Economic instability to remain in 2024: Zimcodd

Zimcodd said subdued economic activity caused operational and production costs to become erratic, disrupting business predictability especially in the first half of 2023.

THE Zimbabwe Coalition on Debt and Development (Zimcodd) anticipates the economic instability experienced in 2023 to continue next year because of a weak macroeconomic framework.

This year saw economic challenges that include the rapid depreciation of the Zimdollar by over 700%, since last year to date, rampant power outages, water shortages, depressed local and external lending, and forex shortages.

Further, the onset of El Nino drought in the current quarter, political instability emanating from the disputed elections, high public debt, policy flip-flopping and the authorities failure to capture economic data weighed down the economy.

Zimcodd said subdued economic activity caused operational and production costs to become erratic, disrupting business predictability especially in the first half of 2023.

It said the severe fluctuations triggered a rise in operational and production costs while disrupting business predictability.

“The severe macroeconomic fluctuations witnessed in the first half of 2023 (1HY23) derailed some key assumptions underpinning the 2023 budget, such as a stable local currency (ZWL), low inflation and increased domestic electricity production,” Zimcodd said.

It said the new 2024 tax regime, if implemented, would cause reduced tax compliance.

These new taxes include the wealth tax, the domestic minimum top up tax, and a US$0,02 levy per gramme of sugar contained in beverages.

Treasury also raised fuel levies, tollgate and passport fees, the corporate tax rate, presumptive taxes, car registrations charges and forced businesses with an annual income of US$25 000 be registered for value added tax.

Treasury also gave the greenlight for the power utility to raise tariffs in line with inflation.

“The public is also of the view that the various regressive revenue-generating proposals in the 2024 executive budget, like the crowding out of informal traders from supply chains and hiking of fuel levy, passport, vehicle registration and toll fees, will probably lead to the Laffer Curve effect in 2024,” Zimcodd said.

“The Laffer Curve effect suggests that a country's taxpayers will have a decreasing incentive to work beyond a certain tax rate, thereby reducing tax compliance.”

However, during the ongoing parliamentary debate on the 2024 national budget, Treasury has committed to modifying some of these new taxes.

“The likely Laffer Curve effect will adversely affect government revenue collection, derail service delivery, and increase the debt service burden, ceteris paribus,” Zimcodd said.

The socio-economic justice coalition said it was critical to address underlying socio-political bottlenecks for political reforms to achieve inclusive solutions to existing institutional weaknesses.
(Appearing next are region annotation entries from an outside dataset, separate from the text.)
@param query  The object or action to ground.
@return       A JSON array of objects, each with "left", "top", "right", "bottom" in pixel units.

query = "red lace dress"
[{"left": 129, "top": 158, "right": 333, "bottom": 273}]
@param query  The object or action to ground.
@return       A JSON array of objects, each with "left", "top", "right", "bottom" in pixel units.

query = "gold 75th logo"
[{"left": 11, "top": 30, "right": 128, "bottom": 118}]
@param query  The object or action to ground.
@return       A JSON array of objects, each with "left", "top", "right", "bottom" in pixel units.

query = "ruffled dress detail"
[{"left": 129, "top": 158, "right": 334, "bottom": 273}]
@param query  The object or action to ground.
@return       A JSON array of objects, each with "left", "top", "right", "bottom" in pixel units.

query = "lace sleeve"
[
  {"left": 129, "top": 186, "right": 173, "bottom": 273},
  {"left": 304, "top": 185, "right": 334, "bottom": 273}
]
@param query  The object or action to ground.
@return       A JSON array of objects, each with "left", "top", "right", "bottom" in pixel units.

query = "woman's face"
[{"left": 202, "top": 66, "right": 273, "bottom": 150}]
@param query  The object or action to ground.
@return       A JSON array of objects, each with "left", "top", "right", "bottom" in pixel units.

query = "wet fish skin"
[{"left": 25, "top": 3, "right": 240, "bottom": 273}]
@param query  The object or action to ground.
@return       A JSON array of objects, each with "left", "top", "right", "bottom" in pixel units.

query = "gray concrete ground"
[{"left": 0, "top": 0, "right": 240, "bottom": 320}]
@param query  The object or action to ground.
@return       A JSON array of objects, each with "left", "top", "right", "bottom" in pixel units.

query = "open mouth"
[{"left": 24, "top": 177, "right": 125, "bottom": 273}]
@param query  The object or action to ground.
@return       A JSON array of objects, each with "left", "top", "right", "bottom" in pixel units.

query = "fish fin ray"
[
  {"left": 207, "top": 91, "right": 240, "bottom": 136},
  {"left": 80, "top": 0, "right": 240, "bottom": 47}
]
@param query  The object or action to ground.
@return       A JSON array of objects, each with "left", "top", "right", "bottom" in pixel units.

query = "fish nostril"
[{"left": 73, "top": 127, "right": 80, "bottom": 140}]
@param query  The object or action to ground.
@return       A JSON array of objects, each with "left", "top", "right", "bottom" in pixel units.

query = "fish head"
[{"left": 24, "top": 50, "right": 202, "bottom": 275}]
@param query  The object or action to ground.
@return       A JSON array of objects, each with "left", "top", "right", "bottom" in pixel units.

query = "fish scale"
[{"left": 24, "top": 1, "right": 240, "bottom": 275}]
“This is needed to implement critical reforms to strengthen democracy, improve government efficiency, reduce leakages, and subdue market pricing distortions,” Zimcodd continued.

“Authorities must continue meaningful dialogue with all creditors to help clear debt arrears and increase the chances of getting the needed debt relief. The 2024 national budget must be a pro-poor budget supporting the provision of quality, affordable and accessible public services, particularly to the most vulnerable groups.”

Zimcodd called for the strengthening of existing legal and regulatory frameworks to curb resource leakages.

“Also, capacitating oversight and accountability institutions must be prioritised to help detect and deter corrupt tendencies of public officials,” it said.

It called for authorities to embrace non-tax increase-induced domestic resource mobilisation, such as formalising the rapidly growing informal sector economy and diversifying the economy through value addition and beneficiation.